HP Winks ;-) at Jabber

Seeing a cash cow in the burgeoning Instant Messaging sector, Hewlett-Packard Monday announced a deal to become a worldwide distribution and development partner with Denver-based Jabber Inc.

As part of the deal, the Palo Alto, Calif.-based computer and printer maker will be jointly selling Jabber on its existing Linux-based and HP-UX platforms as well as any system bundled with Microsoft Windows 2000 and 2003 Enterprise Server edition, which HP co-developed with Jabber. The companies say their first versions should debut beginning this summer.

Jabber’s commercial product and its open source counterpart, Jabber.org, are based on the eXtensible Messaging and Presence Protocol (XMPP) , which ensures that all XMPP-compliant solutions can interoperate. XMPP achieved IETF (Internet Engineering Task Force) Working Group status in October 2002 and is quickly moving towards full ratification. IM guru Jeremie Miller started the Jabber project in early 1998.

“HP’s agreement to co-develop, sell, and service the Jabber platform within global accounts speaks to the gathering momentum behind Jabber and XMPP as the underlying architectures that will drive the adoption of a broad range of presence-enabled applications, beginning — not ending — with IM.” Jabber president and CEO Rob Balgley said in a statement.

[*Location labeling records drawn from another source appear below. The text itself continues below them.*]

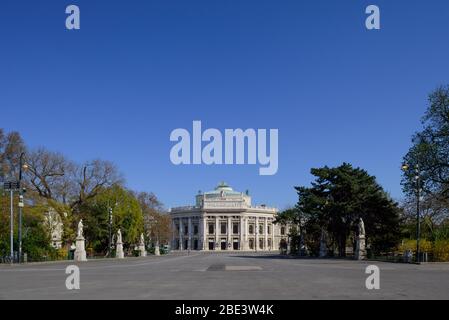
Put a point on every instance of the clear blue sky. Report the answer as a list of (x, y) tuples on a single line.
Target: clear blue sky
[(139, 69)]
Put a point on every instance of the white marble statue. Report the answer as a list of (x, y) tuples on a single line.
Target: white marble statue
[(80, 251), (119, 246), (119, 236), (80, 229), (361, 227), (360, 251), (142, 240)]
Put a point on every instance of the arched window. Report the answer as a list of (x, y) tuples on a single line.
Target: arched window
[(283, 231)]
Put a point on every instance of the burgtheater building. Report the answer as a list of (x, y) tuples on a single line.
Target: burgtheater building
[(224, 219)]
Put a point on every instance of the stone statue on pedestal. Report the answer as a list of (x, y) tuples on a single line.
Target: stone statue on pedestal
[(80, 251), (119, 246), (142, 251), (323, 245), (360, 251), (156, 249)]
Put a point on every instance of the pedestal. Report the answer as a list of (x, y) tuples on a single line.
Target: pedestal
[(119, 251), (323, 249), (80, 251), (142, 251), (360, 251)]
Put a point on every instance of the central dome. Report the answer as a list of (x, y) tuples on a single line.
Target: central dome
[(223, 186)]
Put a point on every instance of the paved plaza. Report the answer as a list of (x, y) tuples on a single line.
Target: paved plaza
[(224, 276)]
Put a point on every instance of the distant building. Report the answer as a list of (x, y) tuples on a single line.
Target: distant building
[(224, 219)]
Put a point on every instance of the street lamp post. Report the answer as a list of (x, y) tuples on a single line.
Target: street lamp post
[(110, 232), (417, 177), (21, 191)]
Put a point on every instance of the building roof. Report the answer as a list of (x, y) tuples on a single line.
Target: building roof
[(223, 188)]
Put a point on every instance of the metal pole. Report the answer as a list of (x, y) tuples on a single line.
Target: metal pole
[(20, 205), (12, 226), (110, 232), (418, 222), (20, 225)]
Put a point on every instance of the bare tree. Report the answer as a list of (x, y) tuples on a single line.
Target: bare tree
[(11, 146), (94, 176), (50, 174)]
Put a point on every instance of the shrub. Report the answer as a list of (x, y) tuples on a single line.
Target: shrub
[(441, 250), (425, 246)]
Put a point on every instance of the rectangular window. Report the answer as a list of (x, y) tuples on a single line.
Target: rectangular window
[(223, 227)]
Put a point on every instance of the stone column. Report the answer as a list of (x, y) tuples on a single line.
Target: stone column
[(229, 230), (246, 228), (80, 251), (119, 247), (181, 233), (173, 233), (360, 251), (204, 231), (241, 231), (257, 233), (266, 233), (189, 226), (217, 227)]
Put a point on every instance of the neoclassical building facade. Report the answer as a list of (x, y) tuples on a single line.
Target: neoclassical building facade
[(224, 219)]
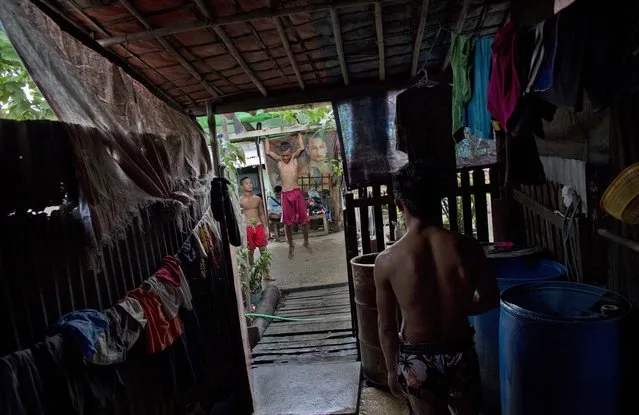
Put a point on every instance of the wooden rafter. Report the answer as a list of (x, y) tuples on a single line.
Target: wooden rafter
[(226, 20), (339, 45), (458, 28), (171, 50), (379, 29), (313, 93), (219, 31), (238, 9), (423, 13), (97, 28), (289, 51)]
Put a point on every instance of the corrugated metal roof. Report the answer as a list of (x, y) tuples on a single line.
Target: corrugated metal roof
[(239, 53)]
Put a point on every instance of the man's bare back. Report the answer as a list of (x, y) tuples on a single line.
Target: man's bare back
[(431, 272), (437, 279)]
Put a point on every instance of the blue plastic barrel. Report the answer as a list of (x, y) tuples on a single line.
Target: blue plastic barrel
[(509, 270), (560, 349)]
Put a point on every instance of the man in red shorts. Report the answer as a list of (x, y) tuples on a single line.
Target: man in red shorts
[(254, 219), (294, 210)]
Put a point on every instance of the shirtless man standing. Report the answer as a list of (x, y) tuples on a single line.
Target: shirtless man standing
[(254, 219), (294, 210), (437, 278)]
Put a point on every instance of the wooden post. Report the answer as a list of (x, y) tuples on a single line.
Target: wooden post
[(261, 177)]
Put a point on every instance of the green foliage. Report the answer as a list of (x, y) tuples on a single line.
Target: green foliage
[(231, 155), (321, 116), (251, 276), (20, 99)]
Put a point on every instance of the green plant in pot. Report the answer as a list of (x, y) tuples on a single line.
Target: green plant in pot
[(400, 227), (252, 275)]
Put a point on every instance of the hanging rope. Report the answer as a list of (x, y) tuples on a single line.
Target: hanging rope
[(569, 243)]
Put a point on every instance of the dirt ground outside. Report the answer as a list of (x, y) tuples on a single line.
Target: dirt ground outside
[(327, 264)]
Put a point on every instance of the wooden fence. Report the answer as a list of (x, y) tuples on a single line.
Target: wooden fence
[(541, 209), (43, 276)]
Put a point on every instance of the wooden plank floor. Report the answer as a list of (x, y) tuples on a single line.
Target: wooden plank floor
[(327, 340)]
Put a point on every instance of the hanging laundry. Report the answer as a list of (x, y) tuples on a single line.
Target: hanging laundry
[(478, 118), (21, 389), (504, 87), (171, 286), (571, 34), (113, 344), (174, 288), (461, 62), (83, 326), (542, 66), (161, 331), (134, 308), (72, 387), (423, 122)]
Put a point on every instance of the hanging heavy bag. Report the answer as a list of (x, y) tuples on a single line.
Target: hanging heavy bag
[(222, 208)]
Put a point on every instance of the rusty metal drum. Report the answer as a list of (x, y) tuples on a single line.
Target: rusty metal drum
[(373, 365)]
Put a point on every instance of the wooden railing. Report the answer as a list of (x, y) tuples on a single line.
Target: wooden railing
[(477, 187), (541, 209)]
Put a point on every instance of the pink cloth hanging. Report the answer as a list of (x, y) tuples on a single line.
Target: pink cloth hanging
[(503, 87)]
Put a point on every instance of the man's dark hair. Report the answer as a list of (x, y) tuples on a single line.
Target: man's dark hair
[(285, 146), (419, 187)]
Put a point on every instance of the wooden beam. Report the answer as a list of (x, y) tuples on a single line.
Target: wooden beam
[(250, 136), (219, 31), (337, 35), (379, 29), (323, 93), (204, 8), (289, 51), (458, 28), (97, 28), (620, 240), (423, 13), (227, 20), (171, 50), (539, 209), (215, 144)]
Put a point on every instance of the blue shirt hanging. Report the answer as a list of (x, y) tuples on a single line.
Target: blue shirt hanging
[(477, 116)]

Along with joint development and resale of the Jabber’s commercial server, HP said it will also offer service and customization the IM play’s open and extensible XML-based enterprise messaging architecture.

The partnership certainly adds fuel to the IM fire since Jabber is compatible with Microsoft , AOL and Yahoo! . The competition is fierce, with upwards of 77 million Americans using an online instant messaging system last month.

But unlike the big three’s commercial products, Jabber focuses on messaging for businesses and service providers. It also offers custom programming, installation, and integration services. The company’s investors include France Telecom , Intel Capital , Webb Interactive Services , AT&T , BellSouth . Currently, Jabber boasts more than 3 million commercial seat licenses.

Jabber and HP say they can help expand the way companies look at IM. Free IM services will be found in 70 percent of enterprises by 2003. And while “free” is convenient and popular, analysts with Gartner suggest that there are serious security flaws in resting solely on public IM.

“Industry drive toward adoption of a common IM and presence protocol is being fueled through vendor alliances,” said Gartner Research Director Maurene Caplan Grey.

Jabber has also managed to score similar compatibility deals with No. 2 software maker Oracle and Delphi Forums message board architect Prospero Technologies.